Pork blade roast mancour...


I believe I originally read about this recipe in a cooking magazine that I subscribe to, Bon Appetit, but haven't been able to find it on the Internet since.  I was intrigued by the combination of prunes and cranberry juice which I had never considered combining.  So, I decided to try the recipe which, I believe, had its origins in Spain.

The recipe called for using a "bone-in" pork loin roast (the bones add great flavor).  When one isn't on sale, a pork loin roast can be a bit expensive (but, I must add, worth the expense when you want to present your guests a beautiful roast...presentation is important, after all).  So, when I went shopping at Giant's and pork loin roasts weren't on sale, I found a pork blade roast which was very inexpensive.  Compared to the pork loin, the blade roast has flatter bones which hold a goodly amount of meat.  The blade roast also has a flap of what will become sumptuous meat; the flap is attached to the blades but will separate during roasting, as the fat melts away.  The good news is that the cheaper cut is more juicy and has a lot more flavor due to the presence of the fat and (like roasting a pork shoulder) most of that disappears by the time the roast is done.  As with getting married, the tradeoff here is "flavor" for "looks."

Making the roast is pretty easy.  However, it is a bit time intensive in that, like any roast, a pork blade roast has to be prepped and browned and the sauce has to be made.  But, by following the recipe as I've set it out below, everything comes together very nicely in a succulent pork blade roast that is topped with a prune-cranberry sauce, served atop a great spinach recipe with an interesting type of mashed potatoes on the side.  If you are pressed for time, you can make this same recipe using pork loin chops. (I suggest asking your butcher cut them 2" thick, on the bone.)  I've included this variation in the recipe below.  A good Merlot provides an excellent accompaniment.

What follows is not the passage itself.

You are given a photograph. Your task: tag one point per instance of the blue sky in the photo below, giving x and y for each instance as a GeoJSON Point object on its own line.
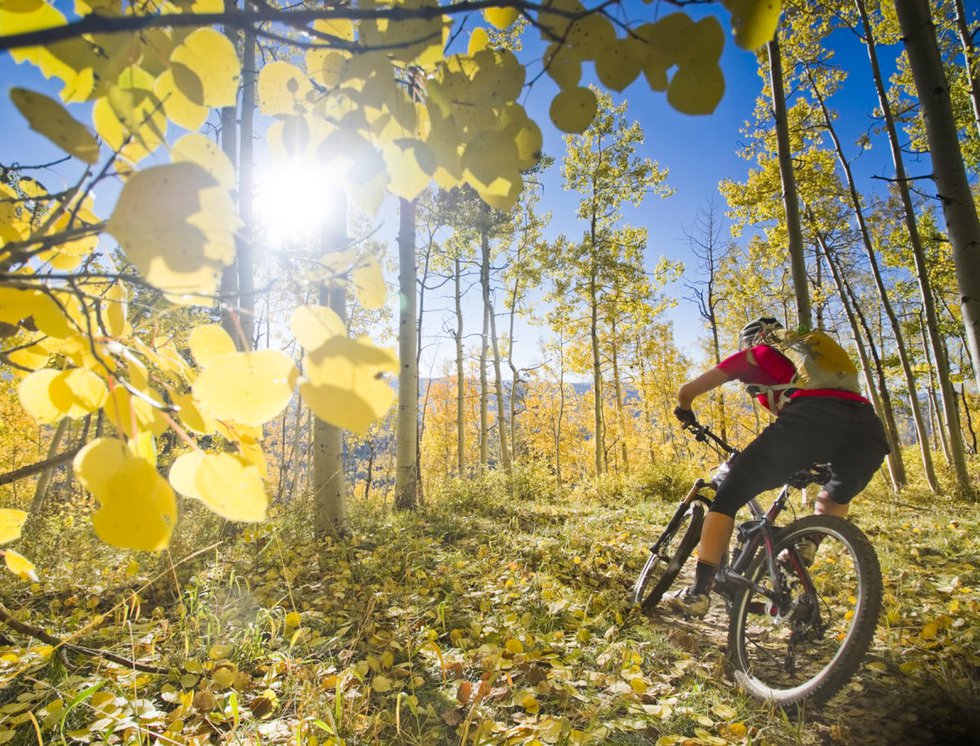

An additional note about the mashed potatoes.  I read about this variation and thought to myself, "This is weird!  Who'd ever eat potatoes mashed with applesauce rather than cream?"  Well, that provided enough of a motive to test out the recipe, which basically requires nothing more than making regular mashed potatoes while substituting apple sauce (any kind in a jar, sweetened, or better yet, homemade) for the cream (or milk or half-and-half).  The mashed potatoes taste just ever-so-slightly different with an interesting flavor ("Hmm...there's something different here...these don't taste like Mom's mashed potatoes!  Are you trying to poison me?) that it is virtually impossible to identify.